We already have the means to make super-capable AI agents. Siri's only in its present nerfed state, not from lacking talent, but because Apple will be sued to oblivion without the appropriate security measures in place.

Personally, I'd prefer the conversations with the AI agent on my device to be private. I also don't want an application to have unrestricted remote access to my phone. Lastly, I'd like my AI to be available regardless of cellular or Wi-Fi connectivity.

Local model is the only solution I know of that addresses the above. The unfortunate reality of transformer-based language models is that performance is dependent on model size. At the time of writing, I've yet to see a local LLM that is both capable enough to be reliable and light enough to run on a smartphone. Meta's Llama2 has quality on par with GPT 3.5, but its largest model takes around 140GB of space.1 A general-purpose LLM is sadly too big and too slow to work on a mobile device as of now.

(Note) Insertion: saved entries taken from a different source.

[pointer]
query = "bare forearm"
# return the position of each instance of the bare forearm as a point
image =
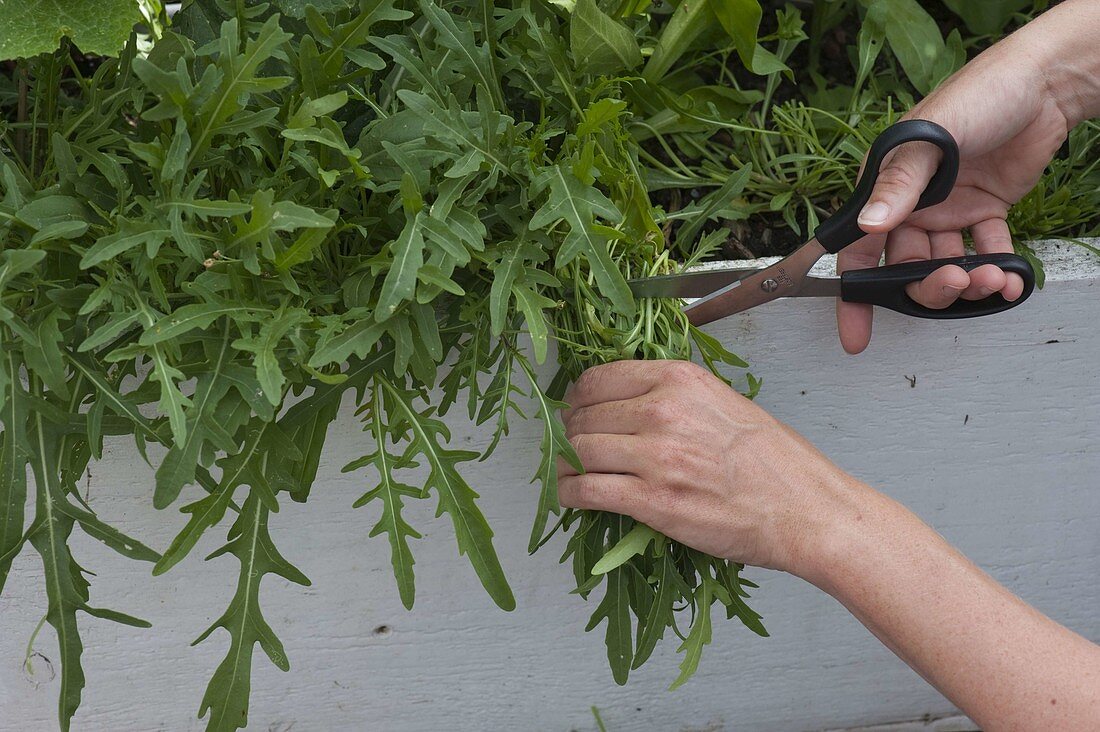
(1004, 664)
(1065, 42)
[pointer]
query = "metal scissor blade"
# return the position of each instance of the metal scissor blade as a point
(783, 279)
(688, 284)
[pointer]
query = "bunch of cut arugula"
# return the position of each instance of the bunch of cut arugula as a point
(208, 246)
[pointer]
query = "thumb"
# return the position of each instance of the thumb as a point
(900, 184)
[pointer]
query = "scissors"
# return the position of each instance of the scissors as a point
(724, 292)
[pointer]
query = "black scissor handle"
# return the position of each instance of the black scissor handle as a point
(886, 286)
(842, 229)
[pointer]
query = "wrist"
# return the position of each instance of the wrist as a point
(828, 527)
(846, 532)
(1062, 43)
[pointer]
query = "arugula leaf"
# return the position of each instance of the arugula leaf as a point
(96, 26)
(227, 696)
(600, 43)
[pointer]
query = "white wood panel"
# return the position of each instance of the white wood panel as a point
(997, 444)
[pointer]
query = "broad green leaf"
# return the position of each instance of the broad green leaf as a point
(113, 244)
(407, 260)
(554, 445)
(389, 492)
(615, 608)
(264, 345)
(600, 43)
(341, 339)
(14, 451)
(455, 496)
(96, 26)
(738, 18)
(227, 696)
(189, 317)
(699, 636)
(914, 39)
(579, 205)
(633, 544)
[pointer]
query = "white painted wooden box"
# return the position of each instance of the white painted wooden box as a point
(988, 428)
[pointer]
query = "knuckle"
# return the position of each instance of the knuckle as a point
(897, 176)
(661, 411)
(663, 500)
(668, 456)
(682, 372)
(576, 422)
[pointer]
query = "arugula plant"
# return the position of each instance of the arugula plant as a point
(207, 247)
(209, 242)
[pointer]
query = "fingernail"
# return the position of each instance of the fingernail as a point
(875, 214)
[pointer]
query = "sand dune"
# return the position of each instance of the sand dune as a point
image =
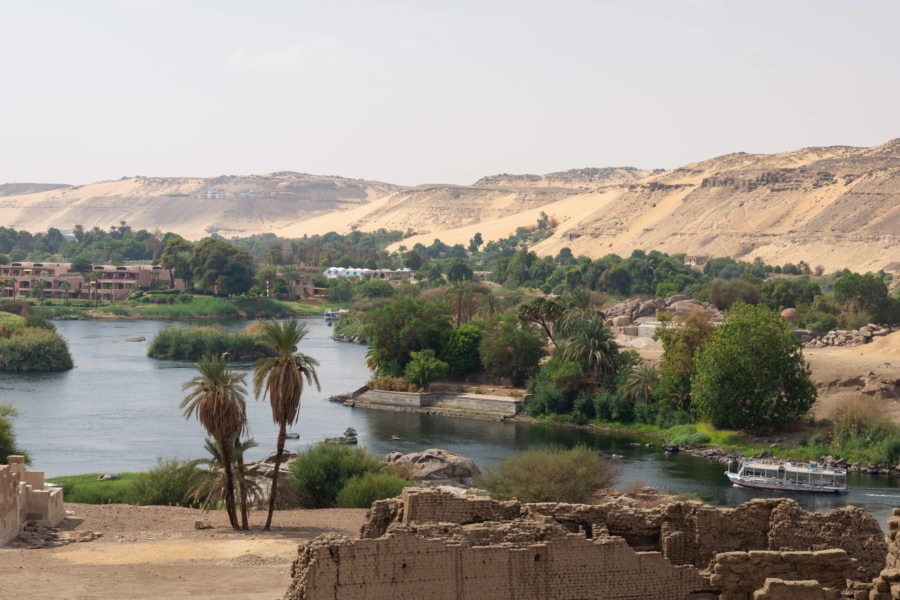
(832, 206)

It could be a fun exercise to design a hypothetical local AI assistant for a mobile device. My take would be a system of smaller, specialized components. Given the hardware constraints (specifically memory), it's imperative that the model size is manageably small. Microsoft's Phi-2 is an example of a highly performant 2.7b language model trained on curated, high-quality datasets. The AutoGen framework demonstrates the potential of multi-agent systems in solving complex tasks with fine-tuned agents.

To take it further, each component may not even be a generative language model. While some people may want to befriend their AI assistant, I argue that its primary job is to convert a natural language command into a series of function calls. Under this reduced scope, a language model is an overkill. LLMs like GPT or Llama are trained on text for humans, made by humans. Focusing on the assistant role, we may reduce the initial interaction between the user and the assistant into three problems:

  1. Mapping the continuous space of natural language to discrete, finite set of API calls
  2. Extracting the arguments to pass to the corresponding function
  3. Converting the returned function output as natural language text for the user

I have some more wonderful imaginary designs and code samples to write, but the margins are too small to fit them all. I'll reserve it for another post.

Footnotes

  1. Full precision 70-billion parameter Llama2 Chat model. I could run the 8-bit quantized 70b model on my M1 Macbook with 64GB RAM at ~6 tokens per second.